Il legislatore italiano emanò quindi il decreto legge 28 giugno 2013, n. 76 intitolato: “Primi interventi urgenti per la promozione dell’occupazione, in particolare giovanile, della coesione sociale, nonché in materia di Imposta sul valore aggiunto (IVA) e altre misure finanziarie urgenti.” Tale decreto venne pubblicato nella Gazzetta ufficiale 28 giugno 2013, n. 150 e convertito in legge, con modificazioni, dall’ art. 1, comma 1, legge 9 agosto 2013, n. 99. In esso si legge: 4-ter. All’articolo 3 del decreto legislativo 9 luglio 2003, n. 216, dopo il comma 3 è inserito il seguente: «3-bis.
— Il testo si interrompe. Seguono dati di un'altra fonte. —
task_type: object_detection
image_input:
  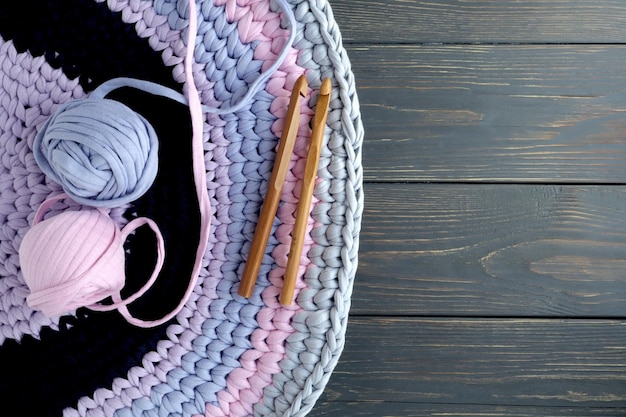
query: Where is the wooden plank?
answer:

Al fine di garantire il rispetto del principio della parità di trattamento delle persone con disabilità, i datori di lavoro pubblici e privati sono tenuti ad adottare accomodamenti ragionevoli, come definiti dalla Convenzione delle Nazioni Unite sui diritti delle persone con disabilità, ratificata ai sensi della legge 3 marzo 2009, n. 18, nei luoghi di lavoro, per garantire alle persone con disabilità la piena eguaglianza con gli altri lavoratori. I datori di lavoro pubblici devono provvedere all’attuazione del presente comma senza nuovi o maggiori oneri per la finanza pubblica e con le risorse umane, finanziarie e strumentali disponibili a legislazione vigente».

Nonostante ciò ancora oggi l’accomodamento ragionevole, non solo è poco conosciuto, ma non vi sono linee guida sui criteri di applicazione pratica, ad esempio non è disciplinato esattamente l’individuazione del momento in cui scatta un qualche obbligo in capo al datore di lavoro (mentre, invece, in alcuni Paesi sono addirittura stati creati specifici enti volti ad attuare concretamente tali disposizioni: ad esempio negli Stati Uniti l’U.S. Equal Employment Opportunity Commission-ADA (EEOC) e il Job Accommodation Network (JAN); nel Regno Unito The Equality and Human Rights Commission (EHRC). L’argomento è ancora fonte di ampio dibattito, si veda ad esempio il rapporto 2016 dell’European network of legal experts in gender equality and non-discrimination della Commissione Europea (“Reasonable accommodation for disabled people in employment contexts. A legal analysis of EU Member States, Iceland, Liechtenstein and Norway”, in Boll. Adapt del 11 aprile 2016, n. 12).

Dal canto loro le imprese, almeno quelle di grandi e grandissime dimensioni molto hanno fatto e molto stanno facendo. Si parla ormai da anni e in molti casi è una realtà, dell’introduzione nell’organizzazione aziendale di figure quali il “diversity manager” e il “disability manager”, deputati a trasformare la disabilità in opportunità, non concentrandosi su cosa il disabile non può fare ma su cosa può fare e come quel che può fare può essere significativo e strategico per l’attività d’impresa. Ne è un esempio l’Unicredit che ha fatto diventare “strategica” la sordità creando un team di persone prive dell’udito che fa conferenze, e offre assistenza finanziaria ad altre persone sorde parlandogli con il linguaggio dei segni. In definitiva si tratta solo di capire come trasformare un handicap in vantaggio pensando anche a implementare specifici corsi di formazione per lo sviluppo della capacità residua dell’individuo. É davvero più complessa la situazione delle piccole e medie imprese? Forse qualche volta si, ma solo perché non è ancora diffusa la cultura del concentrarsi su cosa si può fare invece che su cosa non si può fare. Le ultime norme che compongono il cosiddetto Jobs Act hanno modificato la legge n. 68/2009 e sicuramente vanno nella direzione giusta. Mi riferisco, in particolare, al decreto legislativo n. 151/2015 che ha riformato l’ingresso al lavoro delle persone con disabilità. Le aziende oggi possono assumere tramite chiamata nominativa mentre quella numerica resta solo quale ultima ratio se l’impresa non si rende adempiente. Non è molto ma è un passo avanti anche nell’interesse del lavoratore disabile; quanti hanno peggiorato le loro condizioni a causa della disumanità dell’avviamento numerico che ha sempre inserito al lavoro [coattivo] persone senza riguardo alla loro formazione, capacità e alla situazione aziendale? L’accomodamento ragionevole deve trovare spazio anche nelle imprese di minori dimensioni ed è compito dei professionisti aiutare il mondo imprenditoriale a conoscerlo e applicarlo correttamente, non perché sia giusto o sbagliato ma perché è strategico!